As crime-solving wizards on TV’s top-rated drama, the stars of CSI steep themselves in blood, bullet holes and (very) gross anatomy.
This past summer the cast of CSI: Crime Scene Investigation did what you’d expect anyone from a major hit series to do. They kicked back and forgot about the inanimate parade of bruised, gouged, mutilated and (on one memorable occasion) liquefied corpses that form the dramatic center of the CBS show’s high-tech forensic sleuthing. Costars Jorja Fox, Eric Szmanda and Gary Dourdan all vacationed together in Paris. Evanston, Ill., native William Petersen took in a Chicago Cubs baseball game with six CSI grips from L.A.
Meanwhile Marg Helgenberger, 43, went on a busman’s holiday from hell: She’d been worried that the show’s phenomenal popularity — signaled by its own new spinoff, CSI: Miami, teaming NYPD Blue alumni David Caruso and Kim Delaney — might be taking the edge off her performance as intrepid detective (and ex-stripper) Catherine Willows. So she spent a night with Las Vegas’s own crime scene investigators, the inspiration for the series. The unit was called to a casino hotel to check out a corpse, male, in his 30s, dead of drugs and alcohol. “You get a sense of the fragility of life,” says Helgenberger, seated near a photo of her son Huey, 12, in her trailer on the set in Valencia, Calif. “But I also came away with a sense of what heroes these people are. They do a job most people couldn’t or wouldn’t do, and make a difference solving crimes.”
As of July, Helgenberger was back on the set for CSI’s third season, which kicked off Sept. 26 with its best ratings ever. An audience of 30 million tuned in for the adventures of this savvy, cast-iron-stomached Vegas forensics unit led by the obsessive Gil Grissom (Petersen, 49), with an assist from a team that also includes Warrick Brown (Dourdan, 35), Nick Stokes (George Eads, 35) and Sara Sidle (Fox, 34). Their cases are peppered with grisly details — an old lady devoured by her cats, a cheerleader disemboweled on a soccer field — and discussed with such intimidating jargon as “phenolphthalein” (a chemical that detects blood) and “epithelial” (skin cells). “Most of these terms are in Latin,” says Petersen. “But we learn as we go along.”
They learn fast. The show, which has supplanted ER as TV’s top-rated drama, is now famous enough that when Dourdan and Eads last year promoted CSI in Buenos Aires, where the show airs, local police decided to take the stars down a peg. “They showed us tapes of autopsies to see if we would crack,” Dourdan says. “We didn’t.”
Far from being queasy, the cast seems genuinely curious about the show’s morbid matters. Petersen — who is coexecutive producer and costar — unwinds by plowing through the dense prose of The Future of Life by forensic entomologist Edward O. Wilson. One shelf of Helgenberger’s colorfully decorated trailer includes Practical Homicide Investigation. The set’s atmosphere is hardly funereal, though. Some days Fox, Dourdan, Eads and Robert David Hall (who plays coroner Albert Robbins) bring out guitars for an off-camera sing-along of folk and blues, and Paul Guilfoyle, 53 (police captain Jim Brass), is considered a reliable cutup. Helgenberger arrives already chilled out. “I did yoga at 4:45 a.m.,” she says.
All around them, however, is the presence of death.
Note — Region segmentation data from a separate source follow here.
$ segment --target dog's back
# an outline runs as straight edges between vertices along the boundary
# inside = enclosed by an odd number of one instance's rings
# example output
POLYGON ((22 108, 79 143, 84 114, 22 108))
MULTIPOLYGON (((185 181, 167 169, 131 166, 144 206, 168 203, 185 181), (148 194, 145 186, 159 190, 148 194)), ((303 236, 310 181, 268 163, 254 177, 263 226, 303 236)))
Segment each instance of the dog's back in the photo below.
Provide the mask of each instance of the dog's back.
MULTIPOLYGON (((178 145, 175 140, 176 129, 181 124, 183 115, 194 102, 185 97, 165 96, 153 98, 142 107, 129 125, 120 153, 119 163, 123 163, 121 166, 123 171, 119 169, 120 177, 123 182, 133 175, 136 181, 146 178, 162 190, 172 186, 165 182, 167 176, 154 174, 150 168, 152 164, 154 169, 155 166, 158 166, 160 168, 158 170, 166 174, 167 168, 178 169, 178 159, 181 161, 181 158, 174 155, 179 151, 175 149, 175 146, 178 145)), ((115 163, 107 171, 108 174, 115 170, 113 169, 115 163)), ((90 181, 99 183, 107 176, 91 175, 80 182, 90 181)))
There’s the lab (stocked, for verisimilitude’s sake, with several million dollars’ worth of equipment, including a $500,000 ballistics identifier) and Robbins’s morgue. “One of the treats for me,” says Hall, 55, “is what our special effects guy will do to the corpses.” The cadavers are actually actors, made up to look seriously dead and damaged. And all that blood? It’s Karo Syrup, “and it tastes like peppermint,” says Eads.
Even though the gore is fake, Jorja Fox and Eric Szmanda, who plays DNA tech Greg Sanders, could do with a little less of it. They will never again make the mistake of eating pizza before a forensics scene. “I started feeling nauseous,” says Fox. “I don’t think I could ever be a CSI.”